That is the Good News … the Bad News is that They Have to Pay Plaintiff Directly.
In our August 15, 2009 post, we looked at a companion case to the next one, where defendants lost an appeal of an award of attorney’s fees to plaintiffs when defendants were found to have brought a frivolous anti-SLAPP motion to a legal malpractice action filed by plaintiffs. Defendants also lost an anti-SLAPP motion in a companion case, again hit with $11,558.25 in attorney’s fees for having brought a frivolous motion. Defendants appealed again.

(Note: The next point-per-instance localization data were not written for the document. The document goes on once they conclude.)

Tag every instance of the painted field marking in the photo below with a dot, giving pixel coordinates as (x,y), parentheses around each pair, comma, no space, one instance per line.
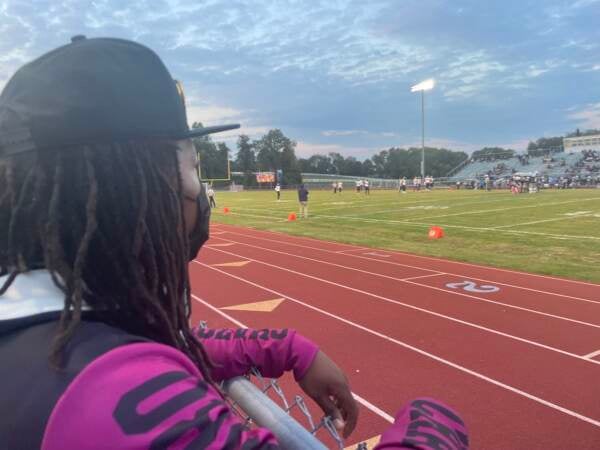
(439,359)
(264,306)
(377,254)
(365,445)
(496,302)
(352,249)
(423,276)
(426,311)
(462,227)
(577,213)
(470,286)
(370,406)
(540,221)
(592,355)
(436,259)
(233,264)
(536,205)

Same result, unfortunately for them, in Brooks-Wellington, Ltd. v. Grantham, Case No. E045673 (4th Dist., Div. 2 Aug. 17, 2009) (unpublished).
Defendants raised many of the same arguments as surveyed in our August 15, 2009 post, and were unsuccessful again. That was the bad news.
The good news is that they were victorious on one argument, although it was a “paper” win at best. The trial court ordered the fees paid to plaintiff’s attorney. On appeal, the appellate panel recognized that Code of Civil Procedure section 425.16(c) only allows an award to a prevailing party rather than ordering payment directly to that party’s attorney. The bad news is that the judgment was modified so that fees were directed to be paid to plaintiff, not its attorney. So, the end result was same bad news for defendants—they were out the same money, only to their opponents.
The only true good news is that the appellate court ordered each side to bear their own costs on appeal, better than the result gained by defendants in the prior companion case.